Quinn, who’s been in Toronto at Hall of Fame meetings, was asked about his relationship with Odjick.
“You know how I feel about him,” he answered. “I’ve got to get out there (to VGH). I need to see him. I just need to see him.”
“We all grew up together,” said Linden. “He was such a lovable guy. I can’t tell you how much fun we had. There was never a dull moment with Gino. I think that’s what people loved about him. He’s not a cookie-cutter personality.”
That’s putting it mildly. In retirement, Odjick emerged as both a business leader and role model in the aboriginal community. He’s also battled substance-abuse issues as well as mental illness. He lost his father, Joe, in November, drove from Vancouver to Maniwaki, then checked into the psychiatric ward of Pierre Janet Hospital Centre in Gatineau. Que.
That story made national news. Shortly before Christmas, Odjick, who had 160 fights in the NHL, phoned me from Edmonton and talked about his battles.
“What’s the difference between depression and concussions?” he said at one point. “It is what it is but I’m not going to lie down and die. I’m going to make a difference. They’re telling me one thing but I’m going to fight with what have. I believe I’ll live until I’m 150.”
Later in that same interview, Odjick said his life’s mission was to eradicate poverty among First Nations people. He said this matter-of-factly, the way another person might say their life’s mission is to retire at 60. He travelled all over B.C. to aboriginal communities where he was treated like a rock star.
One friend tells a story about how Odjick connected with a 13-year-old boy up north. The kid had never been farther than Williams Lake and said his dream was to go the PNE. Odjick arranged to fly the family to Vancouver, but it was his reaction after this good deed that stayed with his friend.

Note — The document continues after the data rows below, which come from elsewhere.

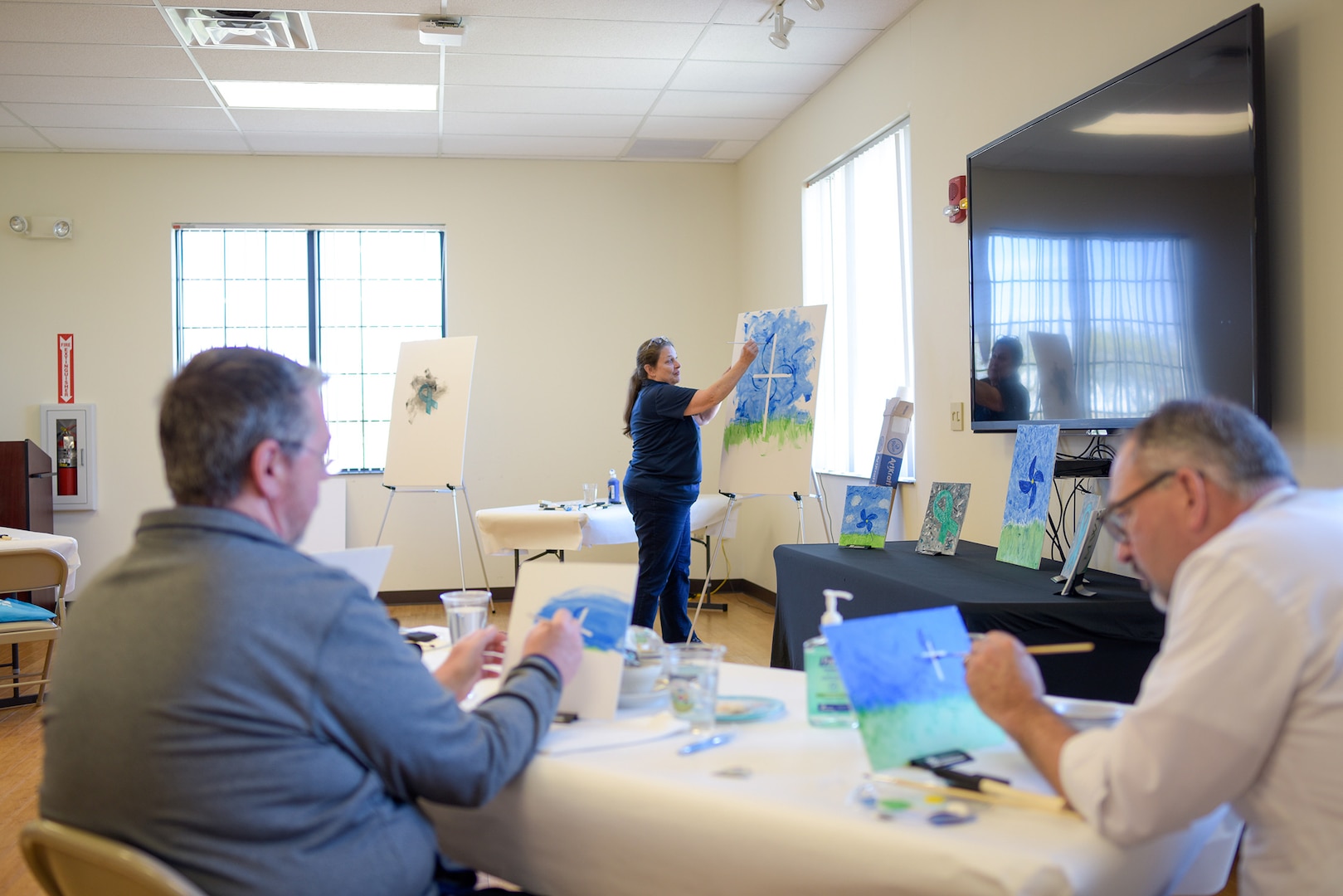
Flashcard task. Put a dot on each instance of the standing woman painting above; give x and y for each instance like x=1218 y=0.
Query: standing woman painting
x=664 y=479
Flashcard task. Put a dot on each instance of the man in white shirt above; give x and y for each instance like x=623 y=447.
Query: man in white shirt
x=1244 y=702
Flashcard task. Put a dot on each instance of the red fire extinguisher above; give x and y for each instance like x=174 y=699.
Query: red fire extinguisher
x=67 y=458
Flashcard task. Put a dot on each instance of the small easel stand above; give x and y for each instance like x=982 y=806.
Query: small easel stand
x=457 y=524
x=713 y=555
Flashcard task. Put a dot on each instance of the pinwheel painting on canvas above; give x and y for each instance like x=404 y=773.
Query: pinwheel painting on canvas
x=1032 y=476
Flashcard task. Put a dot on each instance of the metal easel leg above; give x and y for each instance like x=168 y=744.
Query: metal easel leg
x=479 y=551
x=708 y=577
x=391 y=494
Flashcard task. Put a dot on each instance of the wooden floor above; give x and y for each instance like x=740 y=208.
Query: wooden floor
x=746 y=629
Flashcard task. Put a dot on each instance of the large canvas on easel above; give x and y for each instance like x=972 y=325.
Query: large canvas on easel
x=771 y=414
x=430 y=401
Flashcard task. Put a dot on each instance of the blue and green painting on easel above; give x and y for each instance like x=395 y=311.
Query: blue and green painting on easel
x=907 y=685
x=767 y=438
x=1032 y=476
x=867 y=514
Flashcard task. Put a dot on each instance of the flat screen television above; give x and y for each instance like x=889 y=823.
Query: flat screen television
x=1117 y=245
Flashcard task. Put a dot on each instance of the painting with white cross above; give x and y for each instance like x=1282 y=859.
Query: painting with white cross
x=1029 y=484
x=771 y=414
x=907 y=684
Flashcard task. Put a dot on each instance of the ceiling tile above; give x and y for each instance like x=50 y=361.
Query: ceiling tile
x=95 y=61
x=752 y=77
x=317 y=65
x=153 y=117
x=732 y=149
x=553 y=100
x=132 y=91
x=334 y=119
x=707 y=128
x=125 y=140
x=810 y=46
x=614 y=10
x=559 y=71
x=84 y=23
x=363 y=32
x=533 y=147
x=540 y=125
x=839 y=14
x=728 y=105
x=22 y=139
x=338 y=144
x=579 y=38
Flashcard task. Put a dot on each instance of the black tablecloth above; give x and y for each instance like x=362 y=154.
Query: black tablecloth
x=1121 y=620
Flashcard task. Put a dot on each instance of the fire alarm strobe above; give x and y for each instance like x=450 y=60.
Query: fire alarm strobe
x=442 y=32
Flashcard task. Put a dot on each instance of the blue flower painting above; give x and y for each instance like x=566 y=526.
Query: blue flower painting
x=1022 y=539
x=767 y=437
x=775 y=394
x=907 y=685
x=867 y=514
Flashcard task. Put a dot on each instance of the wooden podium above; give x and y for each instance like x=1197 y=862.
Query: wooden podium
x=26 y=486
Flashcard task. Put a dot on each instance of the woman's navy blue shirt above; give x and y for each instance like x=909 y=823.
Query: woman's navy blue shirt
x=666 y=442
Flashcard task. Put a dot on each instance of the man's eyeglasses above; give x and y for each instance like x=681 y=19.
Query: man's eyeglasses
x=299 y=448
x=1112 y=516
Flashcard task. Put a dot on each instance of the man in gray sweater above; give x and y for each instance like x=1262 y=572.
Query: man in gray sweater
x=249 y=715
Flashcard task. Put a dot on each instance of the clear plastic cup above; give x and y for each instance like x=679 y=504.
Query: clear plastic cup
x=466 y=611
x=693 y=683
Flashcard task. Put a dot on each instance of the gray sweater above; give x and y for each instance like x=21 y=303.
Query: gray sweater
x=253 y=719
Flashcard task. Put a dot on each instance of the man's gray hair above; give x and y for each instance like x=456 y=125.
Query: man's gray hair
x=219 y=409
x=1225 y=441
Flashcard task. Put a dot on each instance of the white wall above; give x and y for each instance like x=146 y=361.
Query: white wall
x=562 y=268
x=559 y=268
x=967 y=71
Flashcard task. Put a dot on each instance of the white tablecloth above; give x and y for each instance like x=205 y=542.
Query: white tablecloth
x=62 y=544
x=529 y=528
x=644 y=820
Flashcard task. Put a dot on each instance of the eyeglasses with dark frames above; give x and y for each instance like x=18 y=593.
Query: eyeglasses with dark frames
x=1111 y=518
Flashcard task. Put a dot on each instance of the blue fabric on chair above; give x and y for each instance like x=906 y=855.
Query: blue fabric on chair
x=23 y=611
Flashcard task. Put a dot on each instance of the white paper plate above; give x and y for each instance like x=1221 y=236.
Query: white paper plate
x=640 y=700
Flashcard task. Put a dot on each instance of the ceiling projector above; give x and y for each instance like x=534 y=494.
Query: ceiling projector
x=442 y=32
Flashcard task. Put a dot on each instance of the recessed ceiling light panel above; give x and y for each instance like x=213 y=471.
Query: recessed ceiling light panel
x=305 y=95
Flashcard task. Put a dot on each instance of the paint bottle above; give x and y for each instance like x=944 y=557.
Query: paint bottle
x=828 y=702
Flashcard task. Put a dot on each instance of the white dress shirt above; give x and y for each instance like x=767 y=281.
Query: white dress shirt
x=1243 y=704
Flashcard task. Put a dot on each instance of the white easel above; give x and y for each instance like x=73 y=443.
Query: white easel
x=802 y=533
x=457 y=525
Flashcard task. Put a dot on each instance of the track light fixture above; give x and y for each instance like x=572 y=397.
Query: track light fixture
x=782 y=26
x=782 y=23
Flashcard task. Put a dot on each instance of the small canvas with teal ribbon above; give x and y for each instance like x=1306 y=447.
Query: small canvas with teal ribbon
x=944 y=519
x=907 y=684
x=867 y=516
x=1032 y=477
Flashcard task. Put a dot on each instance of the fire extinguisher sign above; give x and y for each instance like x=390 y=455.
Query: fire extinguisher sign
x=66 y=368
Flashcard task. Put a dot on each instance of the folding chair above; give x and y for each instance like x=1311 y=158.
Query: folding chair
x=30 y=570
x=69 y=861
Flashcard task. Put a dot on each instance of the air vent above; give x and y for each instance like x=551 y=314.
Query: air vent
x=266 y=28
x=659 y=148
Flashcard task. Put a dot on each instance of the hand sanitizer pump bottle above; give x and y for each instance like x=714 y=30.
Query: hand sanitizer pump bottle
x=828 y=702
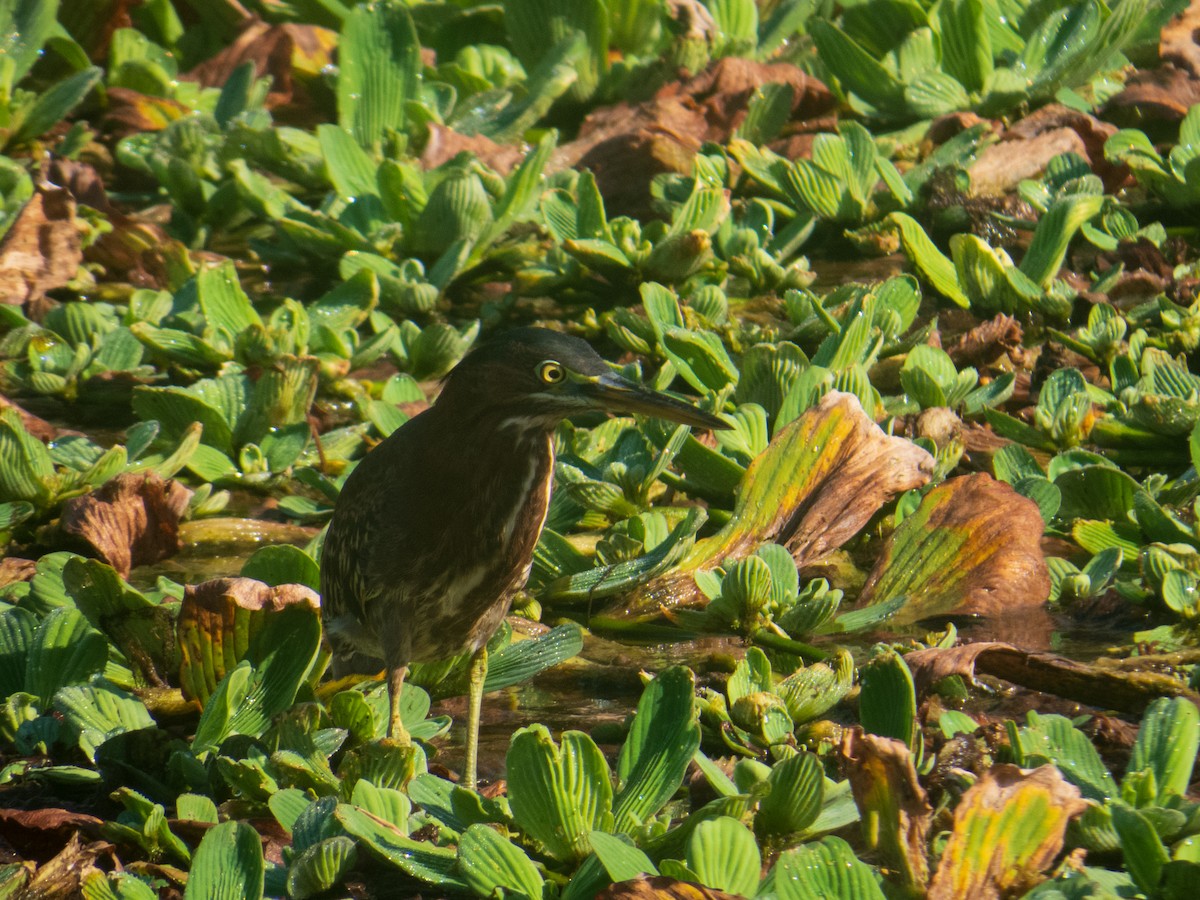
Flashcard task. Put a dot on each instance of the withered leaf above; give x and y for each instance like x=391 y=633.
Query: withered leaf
x=627 y=144
x=972 y=547
x=291 y=54
x=132 y=520
x=894 y=807
x=1102 y=687
x=1008 y=831
x=41 y=251
x=817 y=484
x=443 y=144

“He told me we’ve got to reach more people,” Odjick’s pal said. “Some of these people have never had a chance. We have to give them a chance.”
Says Odjick: “I really did the best I could do there, to create opportunity and to let people know there were opportunities. I’m really proud of that part.”
And he’s proud of his eight children, who remain his priority. They range in age from 11 to 27 — one son is named Bure after his former teammate — and most of them live back East.
“I’m going to go back East in a bit,” he says. “I’ve got to spend some time with my kids. Then we’ll go from there.”
He understands his situation; understands this could be the end of his journey. But if he’s feeling sorry for himself, he does a good job of hiding it. Whatever time he has left will be devoted to his children and his people. That’s all that’s important right now.
Come to think of it, that’s all that’s ever been important.
“It’s beyond that now,” he answers when asked if he’s ever wondered, ‘Why me?’ “Now, it’s what can I do to make this better.”
“Hopefully, he fights for himself now,” says Quinn.
And he will fight on. No matter how this ends, he will fight on.